ERIC Number: ED174725
Record Type: RIE
Publication Date: 1979-Jul
Reference Count: 0
Education in Jersey City: An Assessment of the Impact of Robinson V. Cahill.
Thomas, Earl Preston
Despite the New Jersey Public School Education Act of 1975, Jersey City remains one of the poorest municipalities in New Jersey in terms of per capita property wealth, and this is having a negative effect on its educational system. Even though the new law increased State aid to public education, conditions in Jersey City have worsened. Educational spending has fallen below the State average, taxes have skyrocketed above the State average, and pupil achievement levels are among the lowest in the State. The school system, despite being overburdened with large numbers of special needs pupils, will probably continue to be a low spending, high need system. Educational spending will continue to be limited by the demands that funding of essential municipal services make on the city's limited tax base. Pupil performance may get worse rather than better. In order to rectify this situation, the school finance provisions in the Public School Education Act of 1975 will have to be replaced by a more equitable and adequate formula to provide the Jersey City educational system with sufficient fiscal resources. In addition, key participants will have to put aside "politics" and focus their efforts on meeting the needs of Jersey City's public school pupils if educational reform is to become a reality. (Author/EB)

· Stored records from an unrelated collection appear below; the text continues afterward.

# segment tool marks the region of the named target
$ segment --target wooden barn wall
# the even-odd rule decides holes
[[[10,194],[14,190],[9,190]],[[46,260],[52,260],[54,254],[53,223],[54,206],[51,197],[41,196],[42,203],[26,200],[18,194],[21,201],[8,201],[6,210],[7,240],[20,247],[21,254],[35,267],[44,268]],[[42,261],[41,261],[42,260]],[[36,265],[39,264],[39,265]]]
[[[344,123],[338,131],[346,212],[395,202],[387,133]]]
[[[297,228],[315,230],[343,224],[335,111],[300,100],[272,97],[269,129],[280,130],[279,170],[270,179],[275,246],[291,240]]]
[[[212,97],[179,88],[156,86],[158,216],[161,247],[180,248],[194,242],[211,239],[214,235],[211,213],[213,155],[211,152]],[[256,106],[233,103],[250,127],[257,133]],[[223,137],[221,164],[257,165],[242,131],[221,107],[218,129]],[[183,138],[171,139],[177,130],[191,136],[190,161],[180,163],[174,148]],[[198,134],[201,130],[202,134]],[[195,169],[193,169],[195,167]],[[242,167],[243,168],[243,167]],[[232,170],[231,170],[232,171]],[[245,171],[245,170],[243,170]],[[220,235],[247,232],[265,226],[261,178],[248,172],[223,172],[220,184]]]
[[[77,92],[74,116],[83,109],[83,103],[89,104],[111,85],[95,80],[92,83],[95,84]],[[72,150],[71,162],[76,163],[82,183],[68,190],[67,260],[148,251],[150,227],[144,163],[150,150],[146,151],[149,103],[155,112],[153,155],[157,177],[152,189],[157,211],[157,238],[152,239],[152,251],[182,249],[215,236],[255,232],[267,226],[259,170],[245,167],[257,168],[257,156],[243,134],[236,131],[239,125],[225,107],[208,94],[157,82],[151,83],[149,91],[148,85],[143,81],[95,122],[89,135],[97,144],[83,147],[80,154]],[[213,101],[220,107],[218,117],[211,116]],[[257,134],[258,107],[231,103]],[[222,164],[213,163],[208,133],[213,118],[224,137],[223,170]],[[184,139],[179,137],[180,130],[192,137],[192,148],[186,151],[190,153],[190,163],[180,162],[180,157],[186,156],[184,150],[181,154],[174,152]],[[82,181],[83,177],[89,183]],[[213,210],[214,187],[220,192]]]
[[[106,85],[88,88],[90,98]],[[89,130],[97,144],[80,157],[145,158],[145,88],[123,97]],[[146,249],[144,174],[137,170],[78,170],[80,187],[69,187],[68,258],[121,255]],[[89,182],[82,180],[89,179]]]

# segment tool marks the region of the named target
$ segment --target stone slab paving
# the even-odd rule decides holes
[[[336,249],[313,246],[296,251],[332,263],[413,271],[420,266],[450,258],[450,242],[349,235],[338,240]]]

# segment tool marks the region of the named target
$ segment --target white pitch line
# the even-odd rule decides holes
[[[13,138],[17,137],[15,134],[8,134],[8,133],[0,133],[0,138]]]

Descriptors: Court Litigation, Educational Change, Educational Finance, Educationally Disadvantaged, Elementary Secondary Education, Finance Reform, Financial Needs, Financial Problems, Opinions, Political Influences, Public Schools, School Districts, State Aid, Student Needs, Tax Effort, Urban Problems, Urban Schools
Publication Type: Opinion Papers
Education Level: N/A
Authoring Institution: Greater Newark Urban Coalition, NJ.